Mike Leake, the Sun Devils’ ace pitcher and a relative veteran on the team, said that he’s not too worried about the trip, or game one.
“It’s just another game,” he said. For now, he will worry about practicing and giving a top-notch performance come that first game on Sunday against number four seed North Carolina.
“We owe it to ourselves to give it our all,” he said.
Jason Kipnis, Sun Devil centerfielder, says he’s not worked up either.
“We’re not looking too far ahead at all actually,” he said. “We’re just looking to practice right now; we’re definitely…looking at UNC and all the other teams.”
The Sun Devil baseball team is a fairly young one. Last year, a school record of 15 ASU players were picked up in the draft, leaving coaches to find some fresh, young talent.
Not surprisingly, those young players have a lot of questions about the World Series and what they can expect.
Leake is one of two players that have been there before and neither one is saying a word.
“I’ll let them experience it for themselves,” Leake said. After the team has the chance to take in all the hoopla and excitement, he said he will tell his teammates to “lock it in.”
“Once our first game comes, [we’ll] get all focused in on the game,” he said.
One less thing these players have to worry about: impressing those Major League scouts. Leake was the number 8 overall pick in yesterday’s draft – picked up by the Cincinnati Reds. Jason Kipnis, center fielder, went to the Cleveland Indians in the second round, while Josh Spence was selected by the Los Angeles Angels of Anaheim.
Head Coach Pat Murphy joked with reporters about Mike Leake having worries about being able to pay for lunch this week.
Now, he and his teammates are facing 7-digit signing bonuses.

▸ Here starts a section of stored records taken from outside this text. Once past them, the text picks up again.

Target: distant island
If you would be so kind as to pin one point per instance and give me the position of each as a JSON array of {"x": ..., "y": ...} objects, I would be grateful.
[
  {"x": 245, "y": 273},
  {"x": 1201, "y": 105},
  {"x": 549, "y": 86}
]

Murphy said leading up to the series, the Devils’ need to focus on themselves not the competition.
“Something’s going right,” he said. “It’s a team effort.”
He stressed that talent and experience aren’t the driving factors behind ASU’s success this year. Rather, it’s been the team’s unwillingness to lose.
“We have the least experience of any division one baseball in any major conference,” he said. “Nobody returned less players. No one.”
The College World series is a double elimination tournament, so the Devils are guaranteed at least two games in Omaha.
The team leaves today, giving the players some time to soak up all the fanfare.